Утром стало хуже. Меня трясло от мысли, что с Яной может случиться, или уже случилось что-нибудь страшное, что-нибудь непоправимое. Или, не дай Бог с малышом. Несколько раз я, сам того не желая, представил её лежащей в гробу и малыша в гробике, размером с коробку от обуви, и мне стало настолько паршиво, что нет слов, которыми можно описать это состояние. Позвонил ей не меньше семи раз, она не отвечала. На восьмой раз робот сказал, что абонент разговаривает по другой линии. Как тонущий хватает руками воздух, так же я ухватился за мысль, что не всё потеряно, раз она разговаривает с кем-то по телефону.
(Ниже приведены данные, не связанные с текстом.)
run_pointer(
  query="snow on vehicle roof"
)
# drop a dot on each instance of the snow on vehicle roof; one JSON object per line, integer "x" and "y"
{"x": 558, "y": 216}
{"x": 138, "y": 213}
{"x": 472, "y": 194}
Дорога расплывалась в глазах. Может и стоило вызвать такси, но ждать пять или больше минут я не мог. Припарковаться было негде, и, бросив машину на тротуаре, я быстро зашагал к роддому.
— Молодой человек, а вы куда собрались? — окликнула меня суровая тетка, дежурившая у входа в отделение.
— Туда, — сказал я и уверенно показал на пластиковую дверь.
— Туда нельзя, — строго запретила дежурная. Мимо нас прошел мужчина с пакетиком мандарин.
— В смысле нельзя? Ему, — я показал на мужчину пальцем, — можно, а мне, почему нельзя?
— Так он в бахилах.
— Издеваетесь?
— Нет, порядок такой. Без бахил не пущу.
— Сука, — процедил я сквозь зубы неслышно.
— Будешь мне тут возмущаться вообще не пущу.
— Я не вам сказал. Я про ситуацию в целом. Где взять бахилы?
— А я что, справочная, что ли? Куда идешь-то?
— У меня тут жена…
— Не поверишь, тут почти каждая чья-то жена.
— Нет, вы не правильно поняли, она вчера поступила, она беременная…
— Не морочь мне голову, тут кроме меня все беременные. Фамилия у жены есть?